Branching out from the leather headband, the unit shows off its brushed metal side arms, the design high-point of the Inspiration Lite. On the inner-side of the sidearms is where the hinges are hiding. While the headphones as a whole may at first feel rigid and bulky, they fold at the earcup to be surprisingly compact.
I make it a point to bring it up in every headphone review that I have a large head. My girlfriend can put most headphones on without adjusting the headband a notch, but I, unlike Ms. Perfect Head, need to stretch them out to at least 75% of their largest size. Thankfully, the Inspiration Lite adapts like a champ. Not only does it adapt, the rectangular earcups provide enough padding to make them a comfortable choice for a short 15-minute train ride or for say, long enough to write this review or fly across the country.
There's a 3.5mm input on each earcup giving you the option to choose which side the cable is on. Whichever input you don't use, anyone with a wired set of headphones can conveniently plug in to listen to what you're listening to. It's called MusicShare and it's a simple, but much welcome feature.
Additionally, the 3.5mm audio cable is flat and has the complete offering of inline controls with a mic, a cable with a 2.5mm connector for in-flight use and a microfiber cloth for wiping away fingerprints. There's also a little bag in the box that you can use to tote the Inspiration Lite around in.
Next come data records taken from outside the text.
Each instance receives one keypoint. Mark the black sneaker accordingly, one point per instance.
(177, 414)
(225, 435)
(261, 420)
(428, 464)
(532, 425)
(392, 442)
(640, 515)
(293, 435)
Much like you would with a pair of shoes, Monster recommends "breaking-in" these headphones with a 20-30 hour trial run. There's quite the debate on this topic. Some say (including most manufacturers) that speaker hardware ripens over time, but others conclude that it's mostly marketing mumbo jumbo that we accept to be true. This rigorous in-depth testing even proves it to be false.
After days of listening and testing, I can't confidently say that I noticed a difference in the sound quality at all. But to be honest, I didn't feel that the sound needed to mature. The Monster Inspiration Lite performed admirably with whatever I threw at it. Treble shines brilliantly, backed by a healthy dose of bass that doesn't muddle the overall sound. Vocal tracks and instrumentals each sound as they should.
Although I got to listen to a ton of stuff, some key listening samples included "I Say A Little Prayer" by Burt Bacharach and "Fresh Born" by Deerhoof to get a representation of their range.
The passive noise cancellation offered from the closed-back design along with the padding kept things pretty quiet. Noise leakage is minimal, in case that's a concern.
The Inspiration Lite offer a slick design and, unlike most headphones, they look good on my head. Sound quality is rich, no matter whether you "break-in" the headphones or not. Their comfort and portability made them a good travel companion.
These headphones suffer from an inflated price tag. The Inspiration Lite don't possess the killer features necessary to win the crowd, who for roughly the same money can find other options stocked with wireless or noise cancellation capabilities. Considering this and minor flaws in build quality, at most, $199 seems like a more acceptable price point.
The Inspiration Lite are a victory for Monster and a confident entry in its post-Beats era. Monster's teams have wrapped good design and balanced sound into this set of on-ear cans. But with such a high price tag considering the feature set, you might want to wait for the price to drop a bit on these otherwise recommended headphones.